2015 yılıydı.
İtalya, Slovenya, İsviçre olmak üzere 33 gün süren bir seyahate çıkmıştım. Roma,
Napoli, Siena, Milano derken yolumu Verona’ya düşürdüm. Shakespeare’in ünlü
eseri Romeo ve Juliet ile ilgili bir müze ev olduğunu öğrenir öğrenmez heyecanıma
yenildiğimi itiraf etmeliyim.
İtalya’da hızlı trenle hemen her
yere ulaşabilirsiniz. İstasyona yakın bir yerde konakladığınızda gider gitmez vakit
kaybetmeden şehri kucaklarsınız. Bu kez de öyle oldu. Otelim istasyona çok
yakın, dolayısıyla bulmakta zorluk çekmedim. Yeni yerler görecek olmanın
heyecanıyla, çantayı odama bırakır bırakmaz gezmeye başladım. Hem de Romeo ve
Juliet’i yaşatan, beni buraya sürükleyen meşhur müze Casa di Guilietta’dan...
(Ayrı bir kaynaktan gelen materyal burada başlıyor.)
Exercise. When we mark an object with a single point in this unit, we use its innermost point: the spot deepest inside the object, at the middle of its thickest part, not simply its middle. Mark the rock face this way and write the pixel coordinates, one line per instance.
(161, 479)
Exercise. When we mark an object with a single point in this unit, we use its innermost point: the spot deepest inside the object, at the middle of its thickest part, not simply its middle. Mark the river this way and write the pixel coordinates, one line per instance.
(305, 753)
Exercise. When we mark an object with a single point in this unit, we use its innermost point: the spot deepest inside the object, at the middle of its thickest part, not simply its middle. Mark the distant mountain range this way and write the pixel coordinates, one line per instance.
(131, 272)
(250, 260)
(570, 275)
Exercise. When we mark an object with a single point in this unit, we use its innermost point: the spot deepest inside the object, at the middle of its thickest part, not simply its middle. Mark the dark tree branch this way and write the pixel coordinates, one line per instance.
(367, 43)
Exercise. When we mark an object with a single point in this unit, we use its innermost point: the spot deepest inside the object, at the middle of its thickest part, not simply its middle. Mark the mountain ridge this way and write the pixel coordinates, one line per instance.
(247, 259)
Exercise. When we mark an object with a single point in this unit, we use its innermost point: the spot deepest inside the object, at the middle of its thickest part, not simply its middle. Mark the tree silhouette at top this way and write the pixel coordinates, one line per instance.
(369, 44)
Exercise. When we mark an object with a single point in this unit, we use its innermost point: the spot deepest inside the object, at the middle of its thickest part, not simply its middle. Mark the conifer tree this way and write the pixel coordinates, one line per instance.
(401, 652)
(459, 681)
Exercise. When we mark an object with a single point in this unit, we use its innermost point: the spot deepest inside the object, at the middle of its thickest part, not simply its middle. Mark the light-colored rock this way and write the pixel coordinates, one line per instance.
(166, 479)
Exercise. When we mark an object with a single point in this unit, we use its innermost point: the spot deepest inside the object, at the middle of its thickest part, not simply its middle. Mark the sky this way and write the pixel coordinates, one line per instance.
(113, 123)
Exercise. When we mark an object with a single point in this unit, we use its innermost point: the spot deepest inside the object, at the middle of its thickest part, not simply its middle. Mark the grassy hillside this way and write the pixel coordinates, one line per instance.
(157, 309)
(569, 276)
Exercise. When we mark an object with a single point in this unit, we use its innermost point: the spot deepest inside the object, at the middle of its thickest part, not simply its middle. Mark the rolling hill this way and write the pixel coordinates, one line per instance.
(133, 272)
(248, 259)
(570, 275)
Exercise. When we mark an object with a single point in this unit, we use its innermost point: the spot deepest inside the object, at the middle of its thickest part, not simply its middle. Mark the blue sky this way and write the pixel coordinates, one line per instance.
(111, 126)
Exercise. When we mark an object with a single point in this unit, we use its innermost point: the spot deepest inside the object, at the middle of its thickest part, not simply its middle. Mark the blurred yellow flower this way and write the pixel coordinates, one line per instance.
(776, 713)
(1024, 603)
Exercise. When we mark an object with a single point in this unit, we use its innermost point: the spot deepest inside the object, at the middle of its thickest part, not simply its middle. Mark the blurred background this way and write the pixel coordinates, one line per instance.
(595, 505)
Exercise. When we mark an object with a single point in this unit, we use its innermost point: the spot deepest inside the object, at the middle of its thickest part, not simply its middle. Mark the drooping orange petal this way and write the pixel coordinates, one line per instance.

Öncelikle belirtmeliyim ki Juliet ya da İtalyanca
yazımıyla Giulietta, Shakespeare tarafından yaratılan kurgusal bir karakter;
dolayısıyla hiç bir yerde yaşamamış. Ancak “Juliet’in Evi” olarak adlandırılan
bu evde bir öykü kahramanının yaşamış olduğuna inananların sayısı
azımsanmayacak denli çok. Peki, Verona'daki XIII. yüzyıldan kalma bir ev nasıl
olur da sonsuza dek Romeo ve Juliet’i yaşatmayı başarabilir?
Cevap isminde
saklı: bu taş ev bir zamanlar Cappelletti olarak bilinen Dal
Capello ailesine aitmiş; kasaba sakinleri de Capello ile Juliet’in soyadı
olan Capulet arasındaki benzerlikten ötürü bu evi “Juliet’in
Evi” ilan etmişler. Kısa süre içinde turistlerin başlıca uğrak yerlerinden birisi haline gelmiş.
Günümüzde Colesseum’dan bile daha ünlü. Evin girişinde içeri girmeye
çalışan kalabalık bunun en iyi göstergesi.
Bina
1200’lerden kalma. 1950’li yıllarda müzeye dönüştürülmüş. Her ne kadar her şey
kurgudan ibaret olsa da burada olmak heyecan verici. Üst katta: 1968 yılında
çekilen, İngiliz-İtalyan ortak yapımı, Franco Zeffirelli’nin yönettiği Romeo ve Juliet filminde kullanılan birtakım
eşyalar sergilenmiş. Sözde Juliet'e ve diğerinin Romeo'ya ait
olduğu söylenen iki kıyafet hafızamdan silinmeyecek gibi. Freskler, resimler, seramikler
kısacası her şey oyunun hikâyesini yansıtacak şekilde düzenlenmiş.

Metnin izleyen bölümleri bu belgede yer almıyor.